Mon après-midi est consacré à un séminaire du journal sur le bilan de l’année. Il s’achève par un pot. On nous propose du champagne mais je bois de l’eau gazeuse. Je pars plus tôt que les autres. J’achète une bouteille de Coca light, une bouteille d’eau gazeuse et un paquet de tisane « nuit tranquille » – pour la première fois de ma vie, je pense. J’observe que je rentre chez moi beaucoup plus tôt que d’habitude. Je ne décroche pas mon téléphone, je ne réponds pas aux messages que je reçois, je travaille toute la soirée en buvant de la tisane. Super.
Vendredi 27 mars, jour 4
Journée tranquille au boulot, c’est vendredi. Déjeuner de travail à l’eau gazeuse. Je parle de mon sujet. Un collègue me dit qu’on appelle ça le « ramadan breton ». Le week-end arrive, quelqu’un va bien me proposer d’aller boire un coup. A 19 heures, j’ai deux options : une compliquée avec un animal de soirée bien connu de mes services, l’autre avec une amie qui ne boit quasiment pas. Je choisis la plus sûre. Rendez-vous dans un bar près du canal de l’Ourcq.
Elle est avec un copain, chacun boit sa pinte. Je file au bar commander un diabolo, j’éclate de rire en voyant la liste des sirops proposés par le bar : banane, cerise, pamplemousse, mangue, kiwi, mandarine, c’est dingue tous ces parfums. Je fais simple, je prends citron, le type au bar me dit que la limonade est peut-être un peu éventée, il n’en sert pas souvent. Je reste trois heures dans le bar. Je vois l’état des gens se dégrader.

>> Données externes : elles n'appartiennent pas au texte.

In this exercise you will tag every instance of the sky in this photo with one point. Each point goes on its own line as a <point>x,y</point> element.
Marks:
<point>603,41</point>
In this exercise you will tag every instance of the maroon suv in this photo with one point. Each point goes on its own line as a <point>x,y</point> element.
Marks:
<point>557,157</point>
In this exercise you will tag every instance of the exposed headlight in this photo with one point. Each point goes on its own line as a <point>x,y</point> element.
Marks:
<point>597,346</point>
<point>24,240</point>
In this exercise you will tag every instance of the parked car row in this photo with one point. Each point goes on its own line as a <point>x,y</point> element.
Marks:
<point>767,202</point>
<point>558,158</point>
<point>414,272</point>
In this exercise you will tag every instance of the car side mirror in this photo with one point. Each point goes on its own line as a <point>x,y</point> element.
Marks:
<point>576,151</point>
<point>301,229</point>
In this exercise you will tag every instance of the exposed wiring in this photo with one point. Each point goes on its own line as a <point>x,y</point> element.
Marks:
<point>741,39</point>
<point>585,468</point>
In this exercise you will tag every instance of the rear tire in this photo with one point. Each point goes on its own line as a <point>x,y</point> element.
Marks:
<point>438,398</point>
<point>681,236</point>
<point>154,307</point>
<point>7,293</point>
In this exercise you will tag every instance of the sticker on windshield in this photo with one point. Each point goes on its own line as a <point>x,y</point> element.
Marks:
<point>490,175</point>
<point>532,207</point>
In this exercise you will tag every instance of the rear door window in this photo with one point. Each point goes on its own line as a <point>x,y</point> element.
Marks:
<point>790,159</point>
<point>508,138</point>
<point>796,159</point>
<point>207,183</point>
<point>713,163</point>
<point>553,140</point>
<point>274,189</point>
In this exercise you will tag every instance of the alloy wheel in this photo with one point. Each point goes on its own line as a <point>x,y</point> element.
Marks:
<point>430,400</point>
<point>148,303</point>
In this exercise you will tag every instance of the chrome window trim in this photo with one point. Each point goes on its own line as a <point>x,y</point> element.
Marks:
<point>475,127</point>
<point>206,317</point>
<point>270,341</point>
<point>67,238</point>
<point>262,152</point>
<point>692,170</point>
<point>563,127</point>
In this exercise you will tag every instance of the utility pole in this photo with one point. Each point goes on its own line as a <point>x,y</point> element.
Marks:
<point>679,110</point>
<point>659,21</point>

Un type complètement raide, appelons-le Thierry, s’approche de notre table, il a du mal à dire son nom. Il titube, il est musicien, apparemment en tournée. Ses yeux sont vides, il dit à mon amie qu’il veut lui faire l’amour, puis me passe un de ses copains au téléphone qui me demande de lui noter l’adresse de son hôtel sur une feuille. Je retourne me commander un diabolo-citron, je suis le seul client du bar à ne pas commander d’alcool. Je remarque que j’ai l’impression d’être beaucoup plus bousculé que d’habitude, je suis un peu excédé. Le bar me semble minuscule. Je pars aux alentours de minuit, en voyant Thierry assis sur la moto d’un type qui essaie de le faire descendre gentiment.
Samedi 28 mars, jour 5
C’est la journée décisive. Après-midi boulot avec Booba à Boulogne. Au retour, mes deux meilleurs potes, Stéphane et Jérôme*, me proposent de dîner. Je dis que je ne vais pas pouvoir boire, SMS de retour plein de quolibets. C’est le test, c’est avec eux que je sors la plupart du temps. On se retrouve chez Jérôme. J’amène une bouteille de champagne et une bouteille de Coca light que je bois à l’apéro. Alors que Jérôme est à la cuisine, Stéphane me dit que ça fait au moins dix ans qu’il n’a pas passé une semaine sans boire (encore). Un moment il a essayé et a compensé en fumant plus d’herbe, mais il a tenu trois jours. J’essaie de faire des blagues pendant le dîner. « T’es plus marrant quand t’as picolé », me dit Jérôme.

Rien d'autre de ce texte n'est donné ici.